Le Sénégal est mal noté en matière d’ouverture budgétaire. C’est le constat que dresse l’ONG International Budget Partnership (IBP) dans son Enquête sur le Budget Ouvert (EBO) de 2023 : 42 sur 100 en transparence budgétaire, et surtout un cinglant zéro sur cent sur le volet participation du public. Des scores qui ont poussé la Direction générale du budget à engager un partenariat formel avec l’organisation internationale pour redresser la barre.
Menée tous les deux ans depuis 2006, l’EBO évalue le niveau de transparence, de participation citoyenne et de redevabilité dans la gestion des finances publiques des États. Pour le Sénégal, si la transparence affiche un score moyen, la participation du public accuse un retard abyssal. Djibril Badiane, directeur des programmes pour l’Afrique francophone de l’IBP, a rappelé à l’occasion d’un atelier de formation destiné aux cadres de la Direction générale du budget que cette participation ne peut reposer sur de bonnes pratiques informelles. Elle doit être codifiée par arrêté, circulaire ou note de service pour ouvrir des fenêtres officielles de contribution aux organisations de la société civile, syndicats, associations de jeunes et de femmes, à toutes les phases du cycle budgétaire : élaboration, adoption, exécution et évaluation. Badiane a également plaidé pour la création d’un pôle de coordination du budget ouvert, réunissant représentants de la Cour des comptes, du ministère des Finances et de l’Assemblée nationale, afin de lever les obstacles à la production et à la publication dans les délais des documents budgétaires.
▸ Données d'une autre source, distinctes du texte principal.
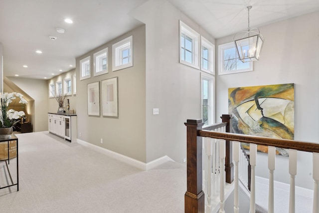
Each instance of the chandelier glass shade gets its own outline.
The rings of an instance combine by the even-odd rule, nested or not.
[[[247,7],[248,10],[247,30],[238,32],[234,36],[234,42],[239,60],[243,63],[259,60],[264,44],[264,36],[260,34],[259,29],[249,27],[249,10],[251,7],[251,6]]]

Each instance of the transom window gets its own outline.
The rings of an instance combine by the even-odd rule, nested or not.
[[[215,74],[215,46],[208,40],[201,37],[201,70],[210,74]]]
[[[108,73],[108,48],[94,53],[94,72],[93,76],[96,76]]]
[[[56,83],[56,95],[60,95],[62,94],[62,81],[57,81]]]
[[[205,73],[201,74],[202,120],[204,126],[214,123],[214,76]]]
[[[66,95],[72,94],[72,81],[71,77],[64,79],[64,93]]]
[[[198,44],[199,34],[179,21],[179,62],[199,69]]]
[[[112,45],[113,71],[133,65],[133,38],[131,35]]]
[[[80,80],[86,79],[91,77],[90,57],[88,56],[80,61]]]
[[[253,70],[253,62],[243,63],[236,51],[233,42],[218,46],[218,74],[235,73]]]

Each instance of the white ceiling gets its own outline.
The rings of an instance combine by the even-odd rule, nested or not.
[[[128,14],[147,0],[0,0],[3,75],[49,79],[74,68],[76,57],[141,24]],[[319,0],[168,0],[216,38],[247,28],[248,5],[251,27],[319,11]]]

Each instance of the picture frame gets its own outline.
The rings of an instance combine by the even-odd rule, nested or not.
[[[102,115],[119,117],[118,77],[102,81]]]
[[[100,82],[88,84],[88,115],[100,116]]]

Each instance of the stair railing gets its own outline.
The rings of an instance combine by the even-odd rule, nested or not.
[[[289,213],[295,212],[295,177],[297,173],[297,150],[313,153],[313,162],[319,161],[319,144],[291,140],[278,139],[271,138],[252,136],[229,133],[218,132],[202,130],[203,123],[201,120],[187,120],[187,191],[185,194],[185,212],[203,213],[205,210],[204,193],[202,191],[202,137],[219,139],[219,159],[222,162],[225,158],[224,148],[226,142],[233,141],[234,177],[234,212],[239,212],[238,206],[238,163],[239,162],[239,142],[250,144],[250,164],[251,166],[250,212],[255,213],[255,168],[256,165],[257,145],[268,146],[268,169],[270,173],[269,197],[268,212],[274,212],[274,180],[275,169],[275,147],[290,149],[289,173],[291,184]],[[232,155],[231,155],[232,156]],[[223,171],[223,164],[221,164],[221,171]],[[319,167],[313,163],[314,181],[313,212],[319,213]],[[223,209],[223,175],[221,175],[220,213],[224,213]]]

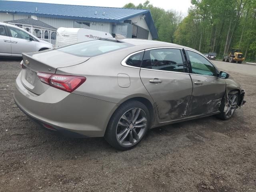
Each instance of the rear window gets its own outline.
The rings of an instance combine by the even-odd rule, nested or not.
[[[56,50],[81,57],[93,57],[132,46],[123,42],[95,40],[71,45]]]

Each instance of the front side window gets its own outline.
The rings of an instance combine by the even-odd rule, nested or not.
[[[191,64],[192,73],[216,76],[215,68],[204,57],[193,51],[188,51],[188,53]]]
[[[30,37],[31,37],[28,33],[14,27],[8,27],[11,32],[11,34],[12,37],[19,38],[20,39],[29,40]]]
[[[134,67],[140,67],[144,52],[140,52],[132,55],[126,60],[125,63],[128,65]]]
[[[93,40],[69,45],[56,50],[80,57],[92,57],[132,46],[125,42]]]
[[[159,49],[145,52],[142,68],[184,72],[183,61],[178,49]]]
[[[0,35],[6,36],[6,33],[5,32],[4,27],[3,25],[0,25]]]

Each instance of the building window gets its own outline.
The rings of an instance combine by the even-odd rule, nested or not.
[[[74,28],[90,28],[90,22],[74,21]]]
[[[38,38],[41,38],[42,33],[39,29],[35,29],[33,32],[33,34]]]

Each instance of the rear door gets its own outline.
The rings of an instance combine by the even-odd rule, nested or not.
[[[8,26],[12,43],[12,56],[21,56],[22,53],[38,51],[33,37],[18,28]],[[30,40],[32,38],[33,40]]]
[[[6,26],[0,25],[0,56],[11,56],[11,40]]]
[[[141,80],[153,98],[158,122],[184,117],[192,85],[181,49],[146,50],[140,72]]]
[[[225,94],[226,81],[218,77],[218,71],[202,55],[186,50],[193,88],[188,116],[218,112]]]

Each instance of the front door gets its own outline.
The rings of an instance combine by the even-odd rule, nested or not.
[[[153,98],[159,122],[184,117],[192,93],[182,50],[146,50],[140,72],[141,80]]]
[[[11,40],[6,27],[4,25],[0,25],[0,56],[11,56]]]
[[[22,53],[38,51],[36,49],[34,38],[28,33],[15,27],[8,27],[11,34],[12,56],[21,56]]]
[[[187,116],[218,112],[225,94],[225,80],[217,77],[218,72],[204,56],[186,51],[193,86]]]

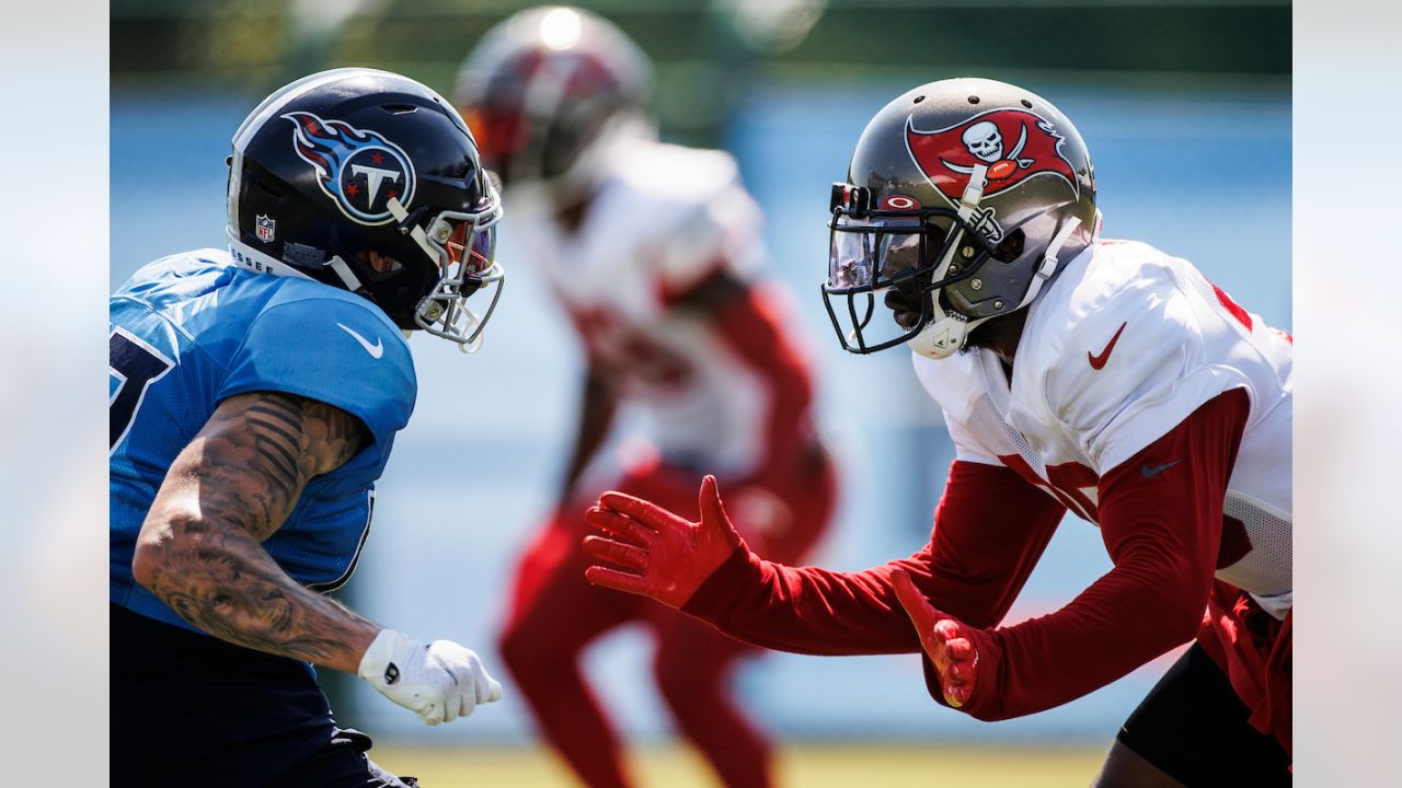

La DGB reconnaît les lacunes et défend les progrès accomplis
Du côté de l’administration, le ton est à la fois à la lucidité et à la défense des avancées récentes. Cheikh Tidiane Diaw, coordonnateur à la Direction générale du budget, reconnaît que des difficultés persistaient depuis plusieurs années pour améliorer concrètement les scores du Sénégal. C’est précisément ce qui a conduit à la signature de la convention avec l’IBP.
Il souligne néanmoins les réformes engagées depuis 2024 : refonte du contenu de la loi de finances, révision des modalités de répartition des crédits sur des rubriques reflétant la destination réelle des dépenses et non plus des lignes fourre-tout, ainsi qu’une plus grande exhaustivité des rapports trimestriels d’exécution budgétaire, qui couvrent désormais les opérations budgétaires, les opérations de trésorerie et le plan de financement. Ce dernier élément intéresse tout particulièrement les partenaires techniques et financiers dans un contexte de pression sur la dette. Le sieur Diaw reconnaît que cette densification des rapports trimestriels explique en partie leur publication tardive, mais la justifie par le souci d’exhaustivité et de cohérence de l’information diffusée.
Des documents qui restent peu accessibles
Malgré ces efforts, un problème de fond demeure : les documents budgétaires sont produits par des techniciens, dans un langage et un format peu adaptés au grand public. L’accessibilité tant dans la forme rédactionnelle que dans les canaux de diffusion, constitue un chantier majeur si le Sénégal veut se rapprocher des standards internationaux lors de la prochaine édition de l’EBO, attendue dans les deux prochaines années.